Let f be the function defined by f(x)=2x+11-3e^x
If the equation of the tangent line to the graph of f at the point (0,8) is given by y=mx+b then:
m=?
and b=?
For the standard line equation,
y=mx+b
m is the slope of the line
b is the y intercept (where x=0)
Take the derivative of the equation. Use that to find the slope of the tangent at (0,8). Once you have the slope and one point (0,8) you can solve for the b.
I just need help finding the derivative of f(x).
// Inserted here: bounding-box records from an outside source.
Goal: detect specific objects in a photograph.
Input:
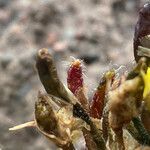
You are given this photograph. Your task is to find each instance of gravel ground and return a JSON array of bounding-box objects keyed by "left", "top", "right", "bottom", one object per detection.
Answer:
[{"left": 0, "top": 0, "right": 146, "bottom": 150}]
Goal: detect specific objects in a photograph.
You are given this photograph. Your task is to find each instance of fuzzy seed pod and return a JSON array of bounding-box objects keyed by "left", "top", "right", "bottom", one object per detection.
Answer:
[{"left": 67, "top": 59, "right": 83, "bottom": 95}]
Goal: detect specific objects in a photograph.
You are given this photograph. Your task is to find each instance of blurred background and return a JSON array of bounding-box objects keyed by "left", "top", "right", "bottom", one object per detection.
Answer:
[{"left": 0, "top": 0, "right": 146, "bottom": 150}]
The 3e^x is tripping me out.
if
y = 3e^x
then
dy/dx = 3 e^x
because
d/dx e^u = e^u du/dx
To find the equation of the tangent line to the graph of f at the point (0,8), we can use the concept of derivatives. The slope of the tangent line is equal to the derivative of the function evaluated at the given point.
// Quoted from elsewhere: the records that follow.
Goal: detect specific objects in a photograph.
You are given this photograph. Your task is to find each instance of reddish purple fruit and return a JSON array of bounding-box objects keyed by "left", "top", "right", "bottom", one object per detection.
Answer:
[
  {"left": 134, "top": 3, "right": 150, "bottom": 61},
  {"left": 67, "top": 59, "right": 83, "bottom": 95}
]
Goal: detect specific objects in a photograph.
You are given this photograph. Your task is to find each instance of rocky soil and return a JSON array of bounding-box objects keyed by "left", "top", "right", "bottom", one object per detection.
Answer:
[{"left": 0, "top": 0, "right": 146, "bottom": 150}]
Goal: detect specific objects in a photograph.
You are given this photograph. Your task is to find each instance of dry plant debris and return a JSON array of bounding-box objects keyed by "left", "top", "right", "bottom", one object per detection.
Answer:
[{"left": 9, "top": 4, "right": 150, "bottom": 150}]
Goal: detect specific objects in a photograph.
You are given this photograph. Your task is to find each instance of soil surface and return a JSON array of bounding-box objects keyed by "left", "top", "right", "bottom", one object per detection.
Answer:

First, let's find the derivative of f(x). The function f(x) = 2x + 11 - 3e^x can be written as:
f(x) = 2x + 11 - 3 * e^x.
To find the derivative, we differentiate each term separately:
f'(x) = d/dx (2x) + d/dx (11) - d/dx (3e^x).
= 2 - 0 - 3 * d/dx (e^x).
The derivative of e^x with respect to x is simply e^x:
f'(x) = 2 - 3 * e^x.
Now, let's find the slope (m) of the tangent line at the point (0,8). Since the slope is the derivative evaluated at the given point, we substitute x = 0 (since (0,8) is the given point):
m = f'(0) = 2 - 3 * e^0 = 2 - 3 * 1 = 2 - 3 = -1.
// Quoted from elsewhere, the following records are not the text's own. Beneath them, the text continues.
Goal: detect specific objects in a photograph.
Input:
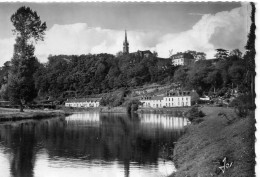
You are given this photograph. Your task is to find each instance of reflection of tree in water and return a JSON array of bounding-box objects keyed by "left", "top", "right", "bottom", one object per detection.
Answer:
[
  {"left": 0, "top": 114, "right": 187, "bottom": 177},
  {"left": 0, "top": 123, "right": 36, "bottom": 177}
]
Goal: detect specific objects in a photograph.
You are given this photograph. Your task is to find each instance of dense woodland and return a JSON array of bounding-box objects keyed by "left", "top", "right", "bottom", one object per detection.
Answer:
[
  {"left": 0, "top": 3, "right": 256, "bottom": 111},
  {"left": 0, "top": 47, "right": 251, "bottom": 102}
]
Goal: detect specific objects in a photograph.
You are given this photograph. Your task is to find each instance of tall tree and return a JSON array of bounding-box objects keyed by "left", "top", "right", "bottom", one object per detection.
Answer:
[
  {"left": 244, "top": 2, "right": 256, "bottom": 105},
  {"left": 8, "top": 6, "right": 47, "bottom": 112}
]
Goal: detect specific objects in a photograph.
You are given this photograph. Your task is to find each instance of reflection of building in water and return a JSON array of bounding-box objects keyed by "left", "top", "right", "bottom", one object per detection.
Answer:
[
  {"left": 140, "top": 114, "right": 188, "bottom": 130},
  {"left": 140, "top": 91, "right": 193, "bottom": 108},
  {"left": 66, "top": 112, "right": 100, "bottom": 126}
]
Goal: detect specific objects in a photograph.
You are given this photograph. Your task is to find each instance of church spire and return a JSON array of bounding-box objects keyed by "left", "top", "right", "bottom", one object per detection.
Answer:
[
  {"left": 123, "top": 30, "right": 129, "bottom": 54},
  {"left": 125, "top": 30, "right": 127, "bottom": 42}
]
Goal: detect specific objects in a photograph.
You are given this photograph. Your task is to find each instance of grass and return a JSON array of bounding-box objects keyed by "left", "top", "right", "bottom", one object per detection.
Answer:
[{"left": 171, "top": 107, "right": 255, "bottom": 177}]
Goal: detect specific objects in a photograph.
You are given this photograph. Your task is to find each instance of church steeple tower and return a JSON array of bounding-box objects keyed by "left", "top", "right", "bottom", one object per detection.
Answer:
[{"left": 123, "top": 30, "right": 129, "bottom": 54}]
Therefore, the slope of the tangent line is m = -1.
To find the y-intercept (b) of the tangent line, we substitute the coordinates of the given point (0,8) and the slope (-1) into the equation y = mx + b:
8 = (-1) * 0 + b,
8 = b.
Therefore, the y-intercept (b) of the tangent line is b = 8.
Overall, the equation of the tangent line to the graph of f at the point (0,8) is y = -x + 8.